Chào các bạn! Vì nhiều lý do từ nay Truyen2U chính thức đổi tên là Truyen247.Pro. Mong các bạn tiếp tục ủng hộ truy cập tên miền mới này nhé! Mãi yêu... ♥

BAB 15


~

"Khanza baik-baik saja Ayah. Ayah gak usah khawatir ya."

Perempuan itu berusaha bangkit dengan diapit oleh Nindy dan Haris. Ingin melepas diri, namun raga tak selaras dengan hati. Terlalu lemah. Dan dia benci itu. Benci ketika harus dipapah dan merepotkan orang lain. Dia ingin berdiri sendiri. Namun apalah daya, pohon tinggi pun tak bisa berdiri kokoh dengan sendirinya. Harus ada campur tangan dari sang surya agar mampu memberikan pencahayaan yang cukup demi pertumbuhannya yang bagus. *Nyambungnya dimana coba -_-*

"Ayah tidak menerima penolakan kali ini, Za!" tegas Haris. Dia sudah terlalu sering memaklumi alasan Khanza. Sepertinya perempuan itu tak pernah kehabisan alasan. Selalu saja memiliki senjata ampuh untuk melumpuhkan perhatian ayahnya.

Khanza pasrah dalam apitan sang ayah dan sepupunya. Bagaikan anak ayam yang baru keluar dari cangkang di bawah ketiak induknya.

Ketika mereka melewati ruang rawat, mata Khanza terus tertuju di tempat itu.

"Ayahh, Fera?" Suaranya serak dan tertahan.

"Fera sudah tenang, Nak. Doakan saja dia. Semoga Allah memberikan tempat yang layak untuk dia," ucap Haris tenang.

"Fera, Yah. Khanza mau ketemu Fera." Khanza mencoba memberontak, namun Nindi dan Haris semakin mengeratkan tangannya pada lengan Khanza.

"Za! Fera itu udah gak ada. Ngapain mau ketemu dia?" Nindy terus menyeret Khanza menjauh dari ruangan itu hingga keluar rumah sakit. Haris menyerahkan Khanza pada  Nindi dan memintanya untuk menjaga Khanza, sedangkan dirinya keluar memanggil taksi.

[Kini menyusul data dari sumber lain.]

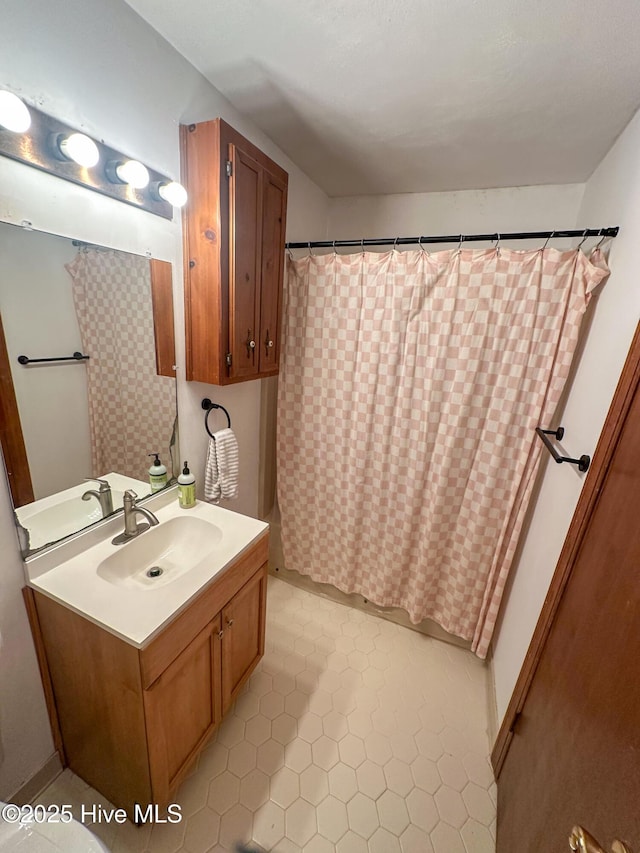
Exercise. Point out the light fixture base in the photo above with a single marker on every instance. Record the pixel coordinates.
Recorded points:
(34, 147)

Setelah taksi behenti di depan Nindi dan Khanza, Nindi segera membawa Khanza memasuki mobil. Tak ada lagi penolakan dari Khanza. Perempuan itu hanya terdiam dan sepertinya emosinya kembali labil.

***

Zayyad mengerang dalam hati saat mengetahui dirinya terjebak dalam situasi menjengkelkan dan sangat menguji kesabaran. Selepas shalat isya, Farhad, Amira, dan dirinya berkumpul di ruang keluarga. Seperti biasa, Farhad tetap berkutat dengan laptopnya meskipun dalam waktu santai. Zayyad sendiri masih menyelesaikan konsep seminar yang akan diadakan dua hari yang akan datang. Sedangkan Amira, wanita yang sehari-harinya hanya mengurusi rumah dan keluarga tampak sibuk berceloteh mengganggu fokus suaminya. Menurut asumsi yang ditangkap oleh pendengaran Zayyad, mamanya itu sedang meracuni pikiran papanya dengan kalimat-kalimat rayuan yang menghasut.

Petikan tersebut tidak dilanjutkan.